Deze keer klonk haar inademing bijna woedend. 'Niets, en ik kan ze bijna horen zonder de gave.'
Dalton sloot het raam. De woede trok razendsnel weg uit haar gezicht, en hij zag iets dat hij nooit eerder bij haar had gezien: angst.
`Dalton, je moet zorgen dat die man verdwijnt. Hij moet een tovenaar zijn, of zoiets. Ik ben helemaal de kluts kwijt.'
`Hoe weet je dat hij het is?'
Ze knipperde tweemaal met haar ogen bij die vraag. 'Nou— wat zou het anders kunnen zijn? Hij beweert dat hij magie kan elimineren. Hij is hier pas een paar dagen, en ik heb dit probleem ook pas een paar dagen.'
`Heb je moeilijkheden gehad met andere dingen? Andere aspecten van je gave?'
Ze draaide zich handenwringend van hem af. 'Een paar dagen geleden heb ik een bezwerinkje gemaakt voor een vrouw die bij me kwam, een bezwerinkje zodat ze haar maandstonden terug zou krijgen en niet meer zwanger zou zijn. Vanochtend kwam ze terug en zei dat het niet had gewerkt.'
`Maar dat is vast een ingewikkelde betovering. Er moet een hoop bij komen kijken. Dat soort dingen werkt waarschijnlijk gewoon niet altijd.' Ze schudde haar hoofd. 'Het heeft tot nu toe altijd gewerkt.' `Misschien ben je ziek. Voel je je de laatste tijd anders?'
`Ik voel me precies hetzelfde. Ik heb het gevoel dat mijn kracht net zo sterk is als altijd. Dat zou ze ook moeten zijn, maar dat is ze niet. Andere bezweringen hebben ook gefaald; zoiets laat ik niet gebeuren zonder het grondig te testen.'
Ongerust boog Dalton zich naar haar toe. `Franca, ik weet er niet veel van, maar misschien draait het gedeeltelijk om zelfvertrouwen. Misschien moet je gewoon geloven dat je het weer kunt en werkt het dan ook weer.' Ze wierp hem over haar schouder een boze blik toe. 'Waar haal je zo'n raar idee over de gave vandaan?'
`Ik weet het niet.' Dalton haalde zijn schouders op. 'Ik geef toe dat ik niet veel van magie weet, maar ik geloof echt niet dat Stein de gave heeft, of wat voor magie dan ook. Daar is hij gewoon niet het type voor. Bovendien is hij vandaag niet eens hier. Hij zou je vermogen om die mensen daar beneden te horen niet kunnen verstoren; hij is een tochtje buiten de stad gaan maken. Hij is al uren weg.'
Ze liep langzaam om hem heen en zag er tegelijkertijd vreeswekkend en bevreesd uit. Hij kreeg kippenvel als zulke tegengestelde aspecten tegelijk aanwezig waren.

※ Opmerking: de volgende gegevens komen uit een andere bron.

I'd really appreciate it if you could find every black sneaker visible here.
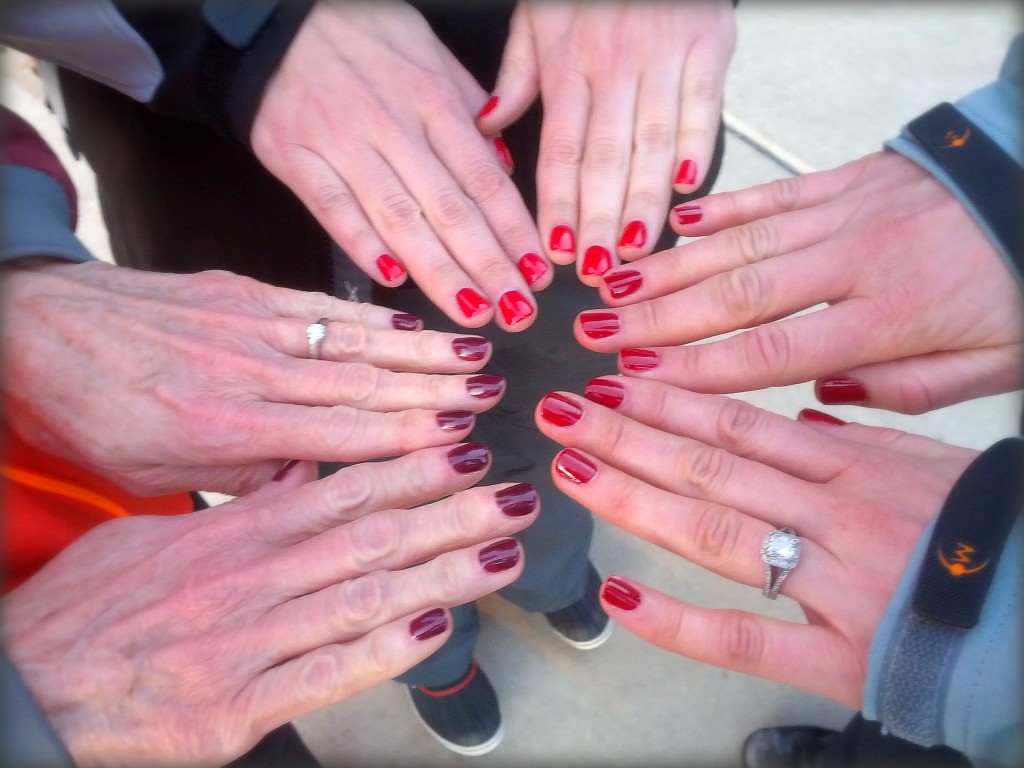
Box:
[406,660,505,757]
[544,563,612,650]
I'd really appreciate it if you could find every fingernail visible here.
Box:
[541,392,583,427]
[436,411,473,432]
[452,336,490,362]
[495,482,540,517]
[601,577,640,610]
[676,160,697,184]
[449,442,490,475]
[583,379,626,411]
[479,539,522,573]
[455,288,490,318]
[391,312,423,331]
[618,349,660,371]
[548,224,575,253]
[466,374,505,399]
[409,608,449,640]
[797,408,846,427]
[604,269,643,299]
[672,206,703,226]
[580,312,622,339]
[377,253,406,283]
[517,253,548,286]
[580,246,611,274]
[618,221,647,248]
[555,449,597,485]
[814,376,867,406]
[498,291,534,326]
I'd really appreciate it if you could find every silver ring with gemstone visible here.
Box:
[761,528,800,600]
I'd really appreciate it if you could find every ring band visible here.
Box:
[761,528,800,600]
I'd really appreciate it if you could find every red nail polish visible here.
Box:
[604,269,643,299]
[548,224,575,253]
[517,253,548,286]
[555,449,597,485]
[449,442,490,475]
[466,374,505,399]
[580,312,622,339]
[455,288,490,318]
[618,349,662,371]
[601,577,640,610]
[478,539,521,573]
[580,246,611,274]
[672,206,703,226]
[618,221,647,248]
[409,608,449,640]
[797,408,846,427]
[541,392,583,427]
[495,482,540,517]
[814,376,867,406]
[377,253,406,283]
[583,379,626,411]
[498,291,534,326]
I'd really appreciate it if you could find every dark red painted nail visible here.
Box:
[555,449,597,485]
[479,539,522,573]
[601,577,640,610]
[466,374,505,399]
[541,392,583,427]
[495,482,540,517]
[498,291,534,326]
[409,608,449,640]
[618,349,662,371]
[814,376,867,406]
[449,442,490,475]
[580,312,622,339]
[583,379,626,411]
[604,269,643,299]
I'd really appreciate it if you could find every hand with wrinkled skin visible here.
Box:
[477,0,735,286]
[575,152,1024,414]
[251,0,554,331]
[0,445,539,768]
[537,377,977,709]
[0,260,502,496]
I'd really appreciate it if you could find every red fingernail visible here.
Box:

`Dan ben ik bang,' fluisterde ze, 'dat ik mijn kracht gewoon ben kwijtgeraakt. Ik sta machteloos.'
'Franca, ik weet zeker...'
Ze likte langs haar lippen. 'Jullie houden Serin Rajak achter slot en grendel, hè? Ik zou hem of zijn krankzinnige volgelingen niet graag...'
`Ik heb je al gezegd dat we hem hebben opgesloten. Ik weet niet eens of hij nog leeft. Na al die tijd betwijfel ik het, maar hoe dan ook, je hoeft je geen zorgen te maken over Serin Rajak.'
Ze knikte en staarde voor zich uit.
Hij raakte haar arm aan. `Franca, ik weet zeker dat je kracht zal terugkomen. Probeer je er niet te veel zorgen over te maken.'
Tranen welden op in haar ogen. 'Dalton, ik ben doodsbang.' Voorzichtig nam hij de huilende vrouw in zijn troostende armen. Ze was, afgezien van een gevaarlijke vrouw met de gave, per slot van rekening een vriendin.
De woorden van het lied op het banket vielen hem in.
De dieven der betovering en magische kracht.